Buber, Good and Evil, p. 111 as quoted on page 76 in People of The Lie by M. Scott Peck, M.D.
A bizarre scene unfolded out on MSNBC's Hardball the evening of July 5, 2006, as
Norah O'Donnell, impeccable in her dress, her make-up a facial coif of sorts, became the angry and dogmatic Mother Superior intent on defending her apparent christ from the onslaught of truthful statements made against him by the Rebellious Student sitting in front of her, namely, one Cindy Sheehan.
(Dear Mother Superior, have you been out of the convent lately? Have you read any of the blogs in the bloggosphere, or any of the progressive websites? The America I know HATES George W. Bush. Okay. The America I know feels repulsed by George W. Bush. What do you call people's emotion when they want to lunge things at the television every time George Bush appears on their screen? What do you call people's emotions when they feel the need to give him the finger as the gunship helicopter transporting him flies over their rooftops? What emotion would you say propels people in America and in the world to take to the streets, or stand on our highways and overpasses with signs that say, "fire the liar", "He lied and people died", or "Neoconned, America's Been Duped". I mean, have you really been outside of the corporate convent recently, dear Mother Superior? Have you looked at the wave of revulsion your all too human dictator christ has wrought on this world?)
Sheehan, the Rebellious Student, the student capable of thinking on her own, coming to her own conclusions, and of making her own decisions, sat there mild mannered, not seemingly intimidated one bit by Mother Superior's dogmatic reprimands and offered in a calm voice, very reasoned out answers like, "Actually, I don't trash the president; I trash the president's foreign policy, which is fundamentally and inherently wrong and immoral."

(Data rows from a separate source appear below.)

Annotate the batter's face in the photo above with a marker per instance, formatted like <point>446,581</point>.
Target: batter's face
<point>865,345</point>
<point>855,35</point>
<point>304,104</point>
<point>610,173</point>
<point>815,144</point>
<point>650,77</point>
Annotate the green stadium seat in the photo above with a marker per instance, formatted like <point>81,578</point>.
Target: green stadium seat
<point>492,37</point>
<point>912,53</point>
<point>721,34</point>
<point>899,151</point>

(Oops! Did this strike a chord with you, Mother Superior? It might have, because your immediate reply sounded more like a reactive one, calculated to stoke the fires of reactivity against Sheehan. You said, "But you called him, 'the biggest terrorists in the world.' So you are trashing the president." There, you have it guys: Mother Superior said it and so it must be believed as dogma. Seriously, though, you refused to accept Sheehan's direct eye-to-eye, face-to-face explanation to you of a distinction between trashing Bush and trashing Bush's policies and you made it your dogmatic statement that she trashes your idealized Bush, insisting that she called him, "the biggest terrorist in the world." And, insisting that Sheehan is, "trashing the president.")

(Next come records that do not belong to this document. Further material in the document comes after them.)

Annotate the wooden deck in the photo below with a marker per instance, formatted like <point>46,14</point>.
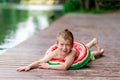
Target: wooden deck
<point>84,27</point>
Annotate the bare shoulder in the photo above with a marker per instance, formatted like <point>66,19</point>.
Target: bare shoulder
<point>73,53</point>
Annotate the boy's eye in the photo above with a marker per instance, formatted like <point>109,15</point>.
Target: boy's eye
<point>61,44</point>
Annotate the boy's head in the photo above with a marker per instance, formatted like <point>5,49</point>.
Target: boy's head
<point>66,35</point>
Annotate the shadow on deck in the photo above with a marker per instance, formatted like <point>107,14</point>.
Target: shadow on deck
<point>84,27</point>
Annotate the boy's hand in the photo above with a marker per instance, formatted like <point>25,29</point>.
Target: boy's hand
<point>44,65</point>
<point>25,68</point>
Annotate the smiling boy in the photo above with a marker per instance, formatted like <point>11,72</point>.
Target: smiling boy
<point>65,51</point>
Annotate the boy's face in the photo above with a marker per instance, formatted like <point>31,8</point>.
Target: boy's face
<point>64,46</point>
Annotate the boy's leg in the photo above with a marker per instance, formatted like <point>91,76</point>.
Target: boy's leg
<point>99,51</point>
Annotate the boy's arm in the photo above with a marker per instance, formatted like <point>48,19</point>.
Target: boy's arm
<point>36,63</point>
<point>63,66</point>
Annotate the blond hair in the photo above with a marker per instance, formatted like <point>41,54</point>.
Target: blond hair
<point>66,34</point>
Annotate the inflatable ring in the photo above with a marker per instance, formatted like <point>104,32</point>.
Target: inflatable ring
<point>84,56</point>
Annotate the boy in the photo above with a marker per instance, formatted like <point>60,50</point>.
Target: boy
<point>65,51</point>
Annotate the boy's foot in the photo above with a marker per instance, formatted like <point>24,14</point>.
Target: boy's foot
<point>96,44</point>
<point>101,51</point>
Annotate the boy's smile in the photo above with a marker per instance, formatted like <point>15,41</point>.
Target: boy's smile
<point>64,46</point>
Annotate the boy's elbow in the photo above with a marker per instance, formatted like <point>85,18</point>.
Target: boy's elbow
<point>65,67</point>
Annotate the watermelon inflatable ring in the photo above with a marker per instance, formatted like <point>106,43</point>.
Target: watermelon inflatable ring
<point>84,56</point>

(... Did truth score a point here Mother Superior? You dropped the subject faster than a pair of hands might drop a hot potato and went on to ask about Sheehan's recently begun two-month hunger strike. Then, apparently not wanting to be informed on the subject, or perhaps afraid of how her answer might instruct the people who are desperately looking for a way to fight George Bush off of their backs, you interjected, even before she answered, "Isn't this really more of a publicity stunt?" To her answer that, "NO...It's a moral reaction to an immoral war ..." you offered up some more ridicule and minimizing the intent of her hunger strike, you stated, "But do you honestly expect Defense Secretary Donald Rumsfeld, or the president of the United States to say, Cindy Sheehan is going on a hunger strike and so I'm going to end this war?")
Again, the rebellious student would have none of your bait. She gave you a calm, reasoned-through answer, "...what we're trying to do is ...awaken consciousness in the United States and around the world to get more people out and active, because we know two-thirds of America disapprove of George Bush and his policies in Iraq, but I don't see two-thirds of America out protesting, writing their congresspeople and changing policy."

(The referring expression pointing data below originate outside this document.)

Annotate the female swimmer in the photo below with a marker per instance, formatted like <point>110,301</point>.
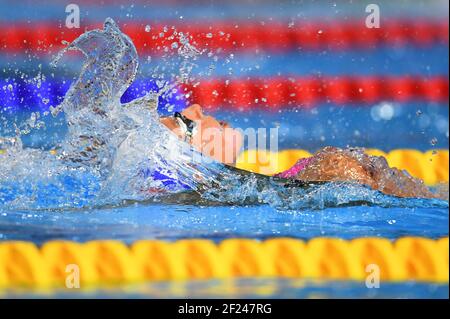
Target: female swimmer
<point>218,140</point>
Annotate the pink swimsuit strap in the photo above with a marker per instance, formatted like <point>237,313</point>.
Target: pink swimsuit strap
<point>294,170</point>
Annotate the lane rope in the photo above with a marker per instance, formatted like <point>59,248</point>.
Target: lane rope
<point>431,166</point>
<point>259,93</point>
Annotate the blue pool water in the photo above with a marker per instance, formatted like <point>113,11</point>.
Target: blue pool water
<point>49,205</point>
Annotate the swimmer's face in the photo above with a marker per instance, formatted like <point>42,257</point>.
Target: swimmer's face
<point>212,137</point>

With that, the Rebellious Student, sitting on the bench of the accused lifted your facial coif in one swoop and showed us how you really labor to keep truth from coming out and people from becoming active against your idealized, dictatorial, christos.
Dear Mother Superior, what I wonder is, when you go home at night, and take off your make-up and look into the mirror, can you see yourself? Can you honestly peer into your soul and say to yourself that you've done the right thing?
Do you believe, Dear Mother Superior, that people cannot see through your pre-packaged agenda?